Sunday, August 26, 2007

Coney Island with Charles Denson

This past weekend may have been my last chance to enjoy a summer day at Coney Island before it falls to Thor’s mighty hammer. I visited my old favorite spots and one new spot, a little storefront wedged beneath the Cyclone. It used to house the two-headed baby in a jar, but now it’s the exhibition center of The Coney Island History Project.

Charles Denson, native Coney Islander, historian, and author of Coney Island: Lost and Found was kind enough to give me a few minutes of his time.


Denson with authentic Steeplechase horse

We sat in a back room where the window looks directly onto the underbelly of the Cyclone’s tracks. Periodically, as we talked, the room would tremble Annie Hall-style as the cars roared down from overhead.
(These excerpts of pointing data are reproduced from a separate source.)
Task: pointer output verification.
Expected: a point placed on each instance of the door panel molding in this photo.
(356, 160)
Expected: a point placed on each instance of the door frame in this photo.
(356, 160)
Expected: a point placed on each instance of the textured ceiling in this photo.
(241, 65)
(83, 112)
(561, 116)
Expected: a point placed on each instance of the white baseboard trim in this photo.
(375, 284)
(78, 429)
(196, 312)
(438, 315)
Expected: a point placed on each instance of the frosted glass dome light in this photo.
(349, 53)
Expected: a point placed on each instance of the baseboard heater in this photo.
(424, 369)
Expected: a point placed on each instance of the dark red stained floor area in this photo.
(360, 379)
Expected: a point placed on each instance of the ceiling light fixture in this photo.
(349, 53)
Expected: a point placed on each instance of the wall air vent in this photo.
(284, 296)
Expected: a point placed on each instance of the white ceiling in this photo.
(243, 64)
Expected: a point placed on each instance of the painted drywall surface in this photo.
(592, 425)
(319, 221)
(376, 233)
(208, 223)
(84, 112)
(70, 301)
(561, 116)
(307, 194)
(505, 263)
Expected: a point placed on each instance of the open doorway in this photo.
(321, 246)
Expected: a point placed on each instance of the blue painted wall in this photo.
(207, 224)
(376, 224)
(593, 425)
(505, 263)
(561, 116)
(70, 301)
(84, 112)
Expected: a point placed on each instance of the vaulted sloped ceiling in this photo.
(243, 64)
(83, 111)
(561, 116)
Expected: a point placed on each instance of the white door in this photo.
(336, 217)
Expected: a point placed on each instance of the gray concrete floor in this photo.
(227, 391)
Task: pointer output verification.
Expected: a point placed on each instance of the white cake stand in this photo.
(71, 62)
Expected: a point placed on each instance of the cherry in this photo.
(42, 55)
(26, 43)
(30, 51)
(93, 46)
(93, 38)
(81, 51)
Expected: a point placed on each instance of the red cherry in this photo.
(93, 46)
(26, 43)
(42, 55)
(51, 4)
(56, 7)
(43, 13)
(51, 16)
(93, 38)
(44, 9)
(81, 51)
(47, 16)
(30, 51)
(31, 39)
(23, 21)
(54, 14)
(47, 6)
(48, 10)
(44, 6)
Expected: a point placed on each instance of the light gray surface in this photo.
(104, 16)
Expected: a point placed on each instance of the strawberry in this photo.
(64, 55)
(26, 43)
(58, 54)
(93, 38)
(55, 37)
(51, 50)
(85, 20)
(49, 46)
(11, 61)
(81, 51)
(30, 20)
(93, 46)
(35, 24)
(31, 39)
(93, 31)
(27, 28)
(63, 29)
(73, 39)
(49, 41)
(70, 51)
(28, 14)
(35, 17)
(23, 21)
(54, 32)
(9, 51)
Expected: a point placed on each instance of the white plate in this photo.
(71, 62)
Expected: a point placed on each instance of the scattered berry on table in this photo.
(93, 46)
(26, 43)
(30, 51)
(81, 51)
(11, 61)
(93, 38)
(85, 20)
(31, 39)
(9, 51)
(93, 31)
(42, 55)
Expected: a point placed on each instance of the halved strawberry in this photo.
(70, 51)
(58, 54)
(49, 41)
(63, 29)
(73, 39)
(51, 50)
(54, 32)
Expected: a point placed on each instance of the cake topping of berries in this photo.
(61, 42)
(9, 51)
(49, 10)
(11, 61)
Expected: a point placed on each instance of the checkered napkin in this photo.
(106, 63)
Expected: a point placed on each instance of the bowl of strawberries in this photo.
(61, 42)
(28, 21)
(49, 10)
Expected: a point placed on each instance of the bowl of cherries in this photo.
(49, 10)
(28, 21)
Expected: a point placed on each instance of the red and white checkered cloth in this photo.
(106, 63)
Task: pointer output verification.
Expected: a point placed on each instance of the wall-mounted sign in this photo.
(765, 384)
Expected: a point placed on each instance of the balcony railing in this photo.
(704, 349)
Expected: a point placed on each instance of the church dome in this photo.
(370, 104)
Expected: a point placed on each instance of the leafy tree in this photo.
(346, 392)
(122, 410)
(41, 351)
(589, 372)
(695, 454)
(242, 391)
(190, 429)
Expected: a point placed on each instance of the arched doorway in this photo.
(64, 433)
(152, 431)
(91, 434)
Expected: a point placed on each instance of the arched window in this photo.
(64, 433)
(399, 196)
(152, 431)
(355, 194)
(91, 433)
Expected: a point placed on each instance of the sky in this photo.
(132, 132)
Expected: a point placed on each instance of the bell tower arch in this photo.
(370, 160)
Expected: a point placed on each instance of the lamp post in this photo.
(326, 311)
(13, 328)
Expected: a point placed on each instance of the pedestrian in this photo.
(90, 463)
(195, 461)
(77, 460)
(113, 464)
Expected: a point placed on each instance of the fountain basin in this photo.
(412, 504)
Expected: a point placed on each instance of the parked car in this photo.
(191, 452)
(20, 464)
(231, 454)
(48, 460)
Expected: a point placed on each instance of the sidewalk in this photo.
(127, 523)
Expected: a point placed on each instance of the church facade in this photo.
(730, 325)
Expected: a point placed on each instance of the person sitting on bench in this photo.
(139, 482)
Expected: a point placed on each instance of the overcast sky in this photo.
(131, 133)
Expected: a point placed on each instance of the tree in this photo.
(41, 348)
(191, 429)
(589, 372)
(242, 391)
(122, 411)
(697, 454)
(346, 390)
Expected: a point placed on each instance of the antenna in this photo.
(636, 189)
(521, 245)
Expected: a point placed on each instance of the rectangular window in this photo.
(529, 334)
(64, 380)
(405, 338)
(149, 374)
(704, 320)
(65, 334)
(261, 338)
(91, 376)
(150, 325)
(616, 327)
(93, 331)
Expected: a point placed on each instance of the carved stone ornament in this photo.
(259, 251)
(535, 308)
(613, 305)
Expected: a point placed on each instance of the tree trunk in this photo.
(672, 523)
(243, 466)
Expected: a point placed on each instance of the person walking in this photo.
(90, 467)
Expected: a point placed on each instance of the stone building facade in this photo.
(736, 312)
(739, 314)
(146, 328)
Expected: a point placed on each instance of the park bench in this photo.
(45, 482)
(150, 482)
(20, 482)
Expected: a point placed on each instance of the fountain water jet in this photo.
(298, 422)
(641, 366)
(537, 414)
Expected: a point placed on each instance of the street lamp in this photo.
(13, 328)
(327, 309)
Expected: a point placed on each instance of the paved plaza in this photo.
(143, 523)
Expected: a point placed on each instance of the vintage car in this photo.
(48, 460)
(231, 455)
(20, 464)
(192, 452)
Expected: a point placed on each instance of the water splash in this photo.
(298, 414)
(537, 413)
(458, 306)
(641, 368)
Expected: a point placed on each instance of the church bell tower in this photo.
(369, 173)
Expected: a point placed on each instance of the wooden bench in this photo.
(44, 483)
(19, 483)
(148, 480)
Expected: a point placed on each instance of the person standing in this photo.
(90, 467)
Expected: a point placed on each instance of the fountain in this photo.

I asked Denson what he thinks about what's happening to Coney -- and what he wishes would happen. Here’s what he told me:

“Joe Sitt is holding Coney Island hostage. Historic preservation is not in his vocabulary. He’s a shopping mall developer. He's not an evil guy, but he is a liar. He says he’s going to have blimps landing out here. That's illegal. I called the FAA and they told me that 747’s have a better chance of landing on Surf Avenue than blimps.
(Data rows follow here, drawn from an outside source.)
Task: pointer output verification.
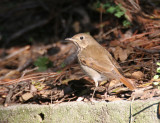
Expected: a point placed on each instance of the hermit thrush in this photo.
(96, 61)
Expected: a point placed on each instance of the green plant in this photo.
(117, 10)
(43, 63)
(157, 76)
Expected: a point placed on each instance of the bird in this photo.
(96, 61)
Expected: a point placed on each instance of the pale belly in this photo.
(96, 76)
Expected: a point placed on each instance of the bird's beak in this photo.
(70, 39)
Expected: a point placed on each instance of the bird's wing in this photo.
(98, 61)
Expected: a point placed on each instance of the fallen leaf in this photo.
(137, 75)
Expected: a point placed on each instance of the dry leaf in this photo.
(26, 96)
(137, 75)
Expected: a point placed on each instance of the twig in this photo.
(147, 51)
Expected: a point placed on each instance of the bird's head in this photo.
(82, 40)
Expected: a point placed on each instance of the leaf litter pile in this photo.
(45, 74)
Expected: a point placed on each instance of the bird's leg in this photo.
(96, 84)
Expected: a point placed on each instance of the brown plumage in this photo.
(96, 61)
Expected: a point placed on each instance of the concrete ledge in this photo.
(81, 112)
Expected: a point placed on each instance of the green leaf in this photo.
(158, 63)
(119, 14)
(158, 70)
(107, 5)
(126, 23)
(111, 9)
(156, 77)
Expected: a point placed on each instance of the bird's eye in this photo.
(81, 38)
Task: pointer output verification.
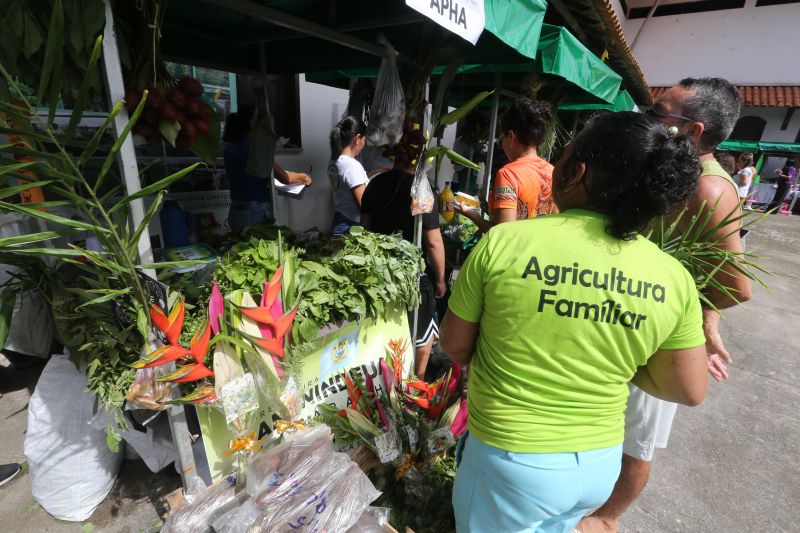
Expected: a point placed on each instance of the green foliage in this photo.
(697, 244)
(352, 278)
(100, 292)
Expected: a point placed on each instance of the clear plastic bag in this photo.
(147, 392)
(296, 457)
(195, 515)
(332, 499)
(422, 198)
(388, 110)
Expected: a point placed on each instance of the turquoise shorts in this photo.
(498, 491)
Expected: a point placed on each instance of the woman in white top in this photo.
(744, 177)
(347, 176)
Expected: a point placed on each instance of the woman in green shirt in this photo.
(555, 315)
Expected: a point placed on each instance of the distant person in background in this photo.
(348, 177)
(386, 208)
(522, 188)
(744, 175)
(727, 162)
(251, 201)
(786, 177)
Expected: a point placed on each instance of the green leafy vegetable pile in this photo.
(353, 278)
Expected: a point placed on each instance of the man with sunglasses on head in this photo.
(705, 109)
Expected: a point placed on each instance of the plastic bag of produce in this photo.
(71, 468)
(147, 392)
(330, 499)
(422, 198)
(388, 110)
(299, 454)
(301, 485)
(196, 514)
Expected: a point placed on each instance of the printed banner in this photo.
(353, 346)
(465, 18)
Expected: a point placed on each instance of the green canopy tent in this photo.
(759, 146)
(295, 36)
(560, 54)
(313, 35)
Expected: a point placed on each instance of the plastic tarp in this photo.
(758, 146)
(208, 34)
(622, 102)
(562, 54)
(559, 54)
(518, 24)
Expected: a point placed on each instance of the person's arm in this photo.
(458, 338)
(702, 202)
(435, 246)
(717, 190)
(675, 376)
(498, 216)
(289, 177)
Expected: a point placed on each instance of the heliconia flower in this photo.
(170, 325)
(199, 345)
(216, 308)
(455, 376)
(370, 384)
(388, 376)
(459, 425)
(163, 355)
(382, 414)
(184, 374)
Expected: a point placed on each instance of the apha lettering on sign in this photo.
(465, 18)
(454, 12)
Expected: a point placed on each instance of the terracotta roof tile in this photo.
(759, 95)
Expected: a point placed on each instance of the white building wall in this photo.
(775, 117)
(321, 108)
(748, 46)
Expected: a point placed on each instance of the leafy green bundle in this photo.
(353, 278)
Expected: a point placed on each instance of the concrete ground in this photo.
(135, 504)
(732, 464)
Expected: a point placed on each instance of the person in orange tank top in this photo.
(522, 188)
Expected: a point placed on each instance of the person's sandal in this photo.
(9, 472)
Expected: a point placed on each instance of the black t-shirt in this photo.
(387, 201)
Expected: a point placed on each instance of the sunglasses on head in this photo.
(657, 114)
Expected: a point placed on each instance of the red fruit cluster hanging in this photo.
(181, 104)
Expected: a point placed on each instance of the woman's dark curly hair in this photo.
(528, 119)
(637, 171)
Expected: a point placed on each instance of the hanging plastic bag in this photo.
(388, 110)
(422, 197)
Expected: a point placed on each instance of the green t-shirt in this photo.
(567, 313)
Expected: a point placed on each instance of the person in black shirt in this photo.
(386, 208)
Sitt wants to put up 40-story high-rises. Coney Island should be all low-rise: restaurants, theaters, amusements. I’d like to see historic rides come back. Whip rides, Thompson rollercoasters, the old arcade games—simple mechanical games would be a real novelty. I’d like to see the Henderson Building and Grasshorn Building restored. The city is negotiating right now to bring back the B&B Carousell. They bought it at the eleventh hour and it’s in storage out at the Brooklyn Army Terminal.

I’m not opposed to change. We want new and wonderful things for Coney Island. We want evolution. Low-rise amusements permit evolution, but nothing will change if you put up high-rises. High-rises are there forever. Once you put them up, it’s over.”

2 comments:

  1. Hey Jeremiah,

    Sorry about the delay in getting the quote right, but here it is. Its way better than how I wrote it to you.

    "The city has twice been humiliated by the suburbs: once upon the loss of its constituents to the suburbs and again upon that constituency's return.
    These prodigal citizens brought back with them their mutated suburban values of predictability and control." - Harvard Project on the City, "Mutations"

    PS: I definitely could go for a Rice & Beans knish from Ms. S's.

    ReplyDelete
  2. thanks john--that is a great quote. predictability and control is what they now want to bring to coney island, a place people used to go to so they could lose control and be surprised.